Die Firma Boehringer aus Ingelheim arbeitet zusätzlich an mehreren Wirkstoffen. Sie sind hauptsächlich in der Antikörper-Forschung tätig und haben ein Medikament erprobt, welches bei akuter Atemnot eingesetzt werden soll.
Antivirale Therapien sind kein Heilmittel
Dass antivirale Therapien grundsätzlich nicht die Lösung gegen Virus-Krankheiten sind, zeigt das Beispiel des humanen Immundefizienz-Virus HIV– seit fast 40 Jahren gilt es als pandemisch. Eine der wenigen Waffen, die wir im Kampf gegen HIV haben, ist die antivirale Therapie. Es ist zwar keine wirkungslose Waffe – in vielen Fällen kann die Viruslast soweit gesenkt werden, dass eine Übertragung nicht mehr möglich ist und AIDS sich nicht oder erst sehr spät manifestiert. Aber die Therapie ist kein Heilmittel – sie muss ein Leben lang fortgeführt werden.

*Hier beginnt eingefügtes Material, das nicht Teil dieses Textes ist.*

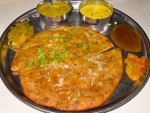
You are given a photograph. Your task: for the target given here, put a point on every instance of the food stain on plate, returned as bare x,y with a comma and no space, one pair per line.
126,38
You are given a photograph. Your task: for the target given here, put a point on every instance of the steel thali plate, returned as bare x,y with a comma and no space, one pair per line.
126,90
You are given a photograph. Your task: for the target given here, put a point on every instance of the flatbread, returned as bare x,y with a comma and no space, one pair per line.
68,68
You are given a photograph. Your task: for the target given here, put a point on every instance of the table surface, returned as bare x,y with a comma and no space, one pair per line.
139,10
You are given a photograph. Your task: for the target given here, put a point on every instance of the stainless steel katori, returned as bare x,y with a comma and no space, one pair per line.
56,19
126,90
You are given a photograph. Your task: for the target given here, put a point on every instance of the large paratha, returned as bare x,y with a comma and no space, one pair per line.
68,68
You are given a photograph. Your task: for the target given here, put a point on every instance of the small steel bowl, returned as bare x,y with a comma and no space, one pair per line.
97,21
56,19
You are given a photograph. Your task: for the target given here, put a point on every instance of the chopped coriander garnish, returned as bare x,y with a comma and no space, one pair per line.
29,64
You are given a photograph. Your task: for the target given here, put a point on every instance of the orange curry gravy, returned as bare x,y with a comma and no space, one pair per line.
126,38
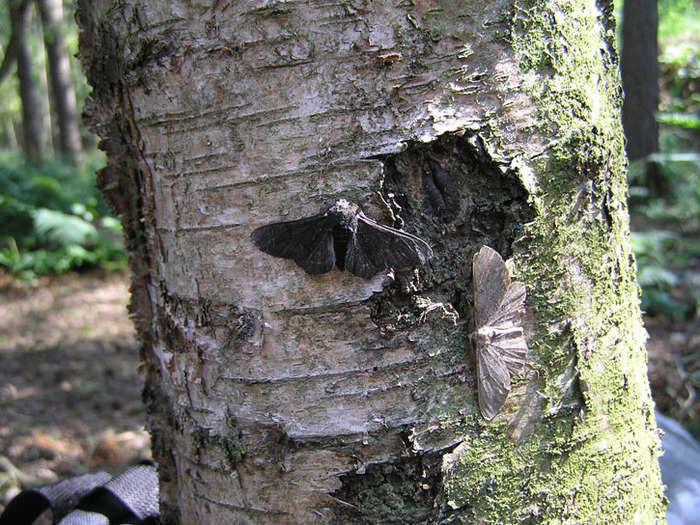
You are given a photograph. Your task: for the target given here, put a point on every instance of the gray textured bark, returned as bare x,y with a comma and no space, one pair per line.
279,397
62,93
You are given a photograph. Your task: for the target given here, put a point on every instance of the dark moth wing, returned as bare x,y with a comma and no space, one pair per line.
493,380
309,242
373,248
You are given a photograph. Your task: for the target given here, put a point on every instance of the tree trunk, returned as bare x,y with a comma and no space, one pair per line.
275,396
31,115
62,93
640,78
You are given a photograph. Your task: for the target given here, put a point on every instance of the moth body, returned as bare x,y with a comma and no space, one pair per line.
499,338
345,237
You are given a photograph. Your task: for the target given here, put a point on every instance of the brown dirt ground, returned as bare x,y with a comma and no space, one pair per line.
70,393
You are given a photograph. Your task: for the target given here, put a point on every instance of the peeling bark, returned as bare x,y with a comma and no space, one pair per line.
279,397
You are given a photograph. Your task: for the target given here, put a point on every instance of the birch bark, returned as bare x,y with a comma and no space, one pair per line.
279,397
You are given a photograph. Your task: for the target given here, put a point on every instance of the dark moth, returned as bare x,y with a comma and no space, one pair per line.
501,348
345,237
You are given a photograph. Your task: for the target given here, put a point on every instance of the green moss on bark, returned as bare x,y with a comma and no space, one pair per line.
594,456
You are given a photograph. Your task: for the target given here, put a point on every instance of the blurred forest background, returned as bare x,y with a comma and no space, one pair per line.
69,391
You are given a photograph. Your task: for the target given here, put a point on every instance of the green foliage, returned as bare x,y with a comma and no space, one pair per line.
668,247
54,219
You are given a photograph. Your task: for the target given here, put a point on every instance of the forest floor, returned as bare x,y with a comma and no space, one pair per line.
70,394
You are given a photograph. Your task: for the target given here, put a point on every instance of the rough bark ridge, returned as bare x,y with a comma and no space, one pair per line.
276,397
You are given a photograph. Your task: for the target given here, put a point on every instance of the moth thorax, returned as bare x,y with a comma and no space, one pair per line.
341,237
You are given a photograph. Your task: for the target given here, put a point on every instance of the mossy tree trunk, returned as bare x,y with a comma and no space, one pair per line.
279,397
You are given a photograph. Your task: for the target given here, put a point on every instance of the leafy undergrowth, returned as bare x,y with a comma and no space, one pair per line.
54,220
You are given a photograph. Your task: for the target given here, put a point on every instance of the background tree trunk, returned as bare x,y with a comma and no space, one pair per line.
31,115
62,93
640,78
278,397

Ein Grund dafür: Es gibt keine viruziden Medikamente, also Medikamente, die Viren im Körper unschädlich machen, sondern nur virostatische, die die Ausbreitung im Körper verlangsamen und im besten Fall stoppen sollen. Das funktioniert zum Beispiel dadurch, dass die Medikamente das Virus daran hindern, in die Zelle einzudringen oder sich in der Zelle zu vermehren. Bei bakteriellen Infektionen ist das anders: Antibiotika töten die Erreger ab. Bei Viren kann das nur das Immunsystem selbst.
Forschende arbeiten zusätzlich an Medikamenten, wie Nafamostat. Diese Arzneimittel hemmen bestimmte Enzyme – sogenannte Proteasen. Die braucht das Coronavirus, um in Zellen einzudringen.
Nur Impfung kann Ausbreitung stoppen
Medikamente gegen Corona sind also wie ein Löschwasserschlauch im Kampf gegen einen Waldbrand – mal hier, mal da wird vielleicht ein Haus vor den Flammen gerettet. Aber nur eine Schneise, die in den Wald geschlagen wird, kann die Ausbreitung stoppen – und das ist in dieser Metapher ein Impfstoff. Denn nur wenn genügend Menschen immunisiert werden, kann die Ausbreitung effektiv gestoppt und Menschenleben gerettet werden.